Na história cristã, existe este duplo caminho: o da fé e o das obras. E não é por menos que existe a preocupação se seremos salvos pela nossa fé ou pelas nossas obras, pois foram nada mais nada menos que São Paulo e São Tiago que trouxeram essas posições tão necessárias para o cristianismo. Vamos compreender, neste artigo, que tanto a fé quanto as obras procedem de Deus.
São Paulo, na sua carta aos Efésios 2,8-9, escreve assim: “É pela graça que fostes salvos, mediante a fé. E isso não vem de vós: é dom de Deus! Não vem das obras, de modo que ninguém pode se gloriar”. Nessa passagem, o apóstolo coloca a fé como o fundamental para a salvação de todo cristão, e ainda escreve como dom de Deus, para que ninguém corra o risco de rogar para si os méritos de sua salvação.
São Tiago, ao contrário de Paulo, concebe o seguinte na carta de Tiago 2,14: “Meus irmãos, de que adianta alguém dizer que tem fé quando não tem as obras? A fé seria capaz de salvá-lo?”. Com isso, São Tiago destaca a ação como necessária para se alcançar a salvação. Ele chega a alegar que a fé sem obras é morta.

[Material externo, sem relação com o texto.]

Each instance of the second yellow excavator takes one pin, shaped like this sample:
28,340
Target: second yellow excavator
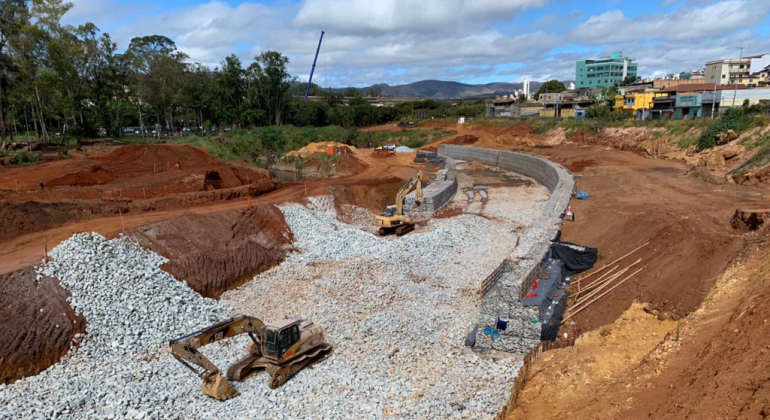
282,349
393,219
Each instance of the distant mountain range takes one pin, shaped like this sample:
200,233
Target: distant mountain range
437,89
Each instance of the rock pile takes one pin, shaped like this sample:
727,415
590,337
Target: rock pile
130,303
396,310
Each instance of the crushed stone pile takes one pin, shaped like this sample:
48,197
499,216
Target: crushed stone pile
129,302
396,310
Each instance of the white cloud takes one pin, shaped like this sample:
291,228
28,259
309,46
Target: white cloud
709,21
102,12
412,16
400,41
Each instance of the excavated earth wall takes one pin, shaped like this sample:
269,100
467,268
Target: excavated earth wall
38,324
504,295
217,252
437,194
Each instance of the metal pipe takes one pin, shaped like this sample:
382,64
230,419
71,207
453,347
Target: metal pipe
312,70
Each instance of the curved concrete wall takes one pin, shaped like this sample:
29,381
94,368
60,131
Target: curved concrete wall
504,297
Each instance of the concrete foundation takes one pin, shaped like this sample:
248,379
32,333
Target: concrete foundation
503,298
436,195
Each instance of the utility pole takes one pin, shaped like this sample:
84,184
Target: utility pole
735,86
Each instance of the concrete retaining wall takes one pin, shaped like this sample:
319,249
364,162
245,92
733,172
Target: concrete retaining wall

A fé e as obras são vindas de Deus
Trago a você, amigo leitor, o ensinamento que o Papa Emérito Bento XVI apresentou para a Igreja durante o seu pontificado no ano de 2008. Na audiência geral, em 26 de novembro, Bento XVI faz referência, nessa audiência especificamente, ao que o Papa chama de “mal-entendido” neste duplo entendimento entre fé e obras. Ele nos orienta para não cairmos no mesmo engano de pensar que existe uma contradição entre elas.
Papa Bento XVI, antes mesmo de tratar do tema fé e obras, faz referência à Encíclica Deus caritas est (Deus é amor), lembrando aos cristãos que, no amor recíproco entre os homens, encarna-se o amor de Deus e de Cristo por meio do Espírito Santo. Com isso, o Papa quer deixar claro que, justificados pelo dom da fé em Cristo, somos chamados a viver o amor de Cristo no próximo.
Com essa orientação, conseguimos interpretar que a fé e o amor podem ser entendidos como molas propulsoras para as nossas ações. Se as nossas obras não tiverem como pano de fundo o amor a Cristo e a fé em Deus, podem ser obras não de salvação, mas de perdição.
Encarnar a fé
Um dos perigos, no tempo de Jesus e também no dias atuais, é uma fé desencarnada. Na mesma audiência geral, o Papa escreve: “São desastrosas as consequências de uma fé que não encarna no amor, porque se reduz ao arbítrio e ao subjetivismo mais nocivo para nós e para os irmãos. Por isso, precisamos da fé traduzidas em obras, e digo mais, em obras de amor ao nosso próximo.
Sem a vivência de uma fé encarnada podemos perguntar nos apropriando das palavras de São Tiago: existe algum proveito na fé sem obras? Porém, notamos que a contradição não pode existir, mas sim uma completude, nem somente a fé nem somente as obras.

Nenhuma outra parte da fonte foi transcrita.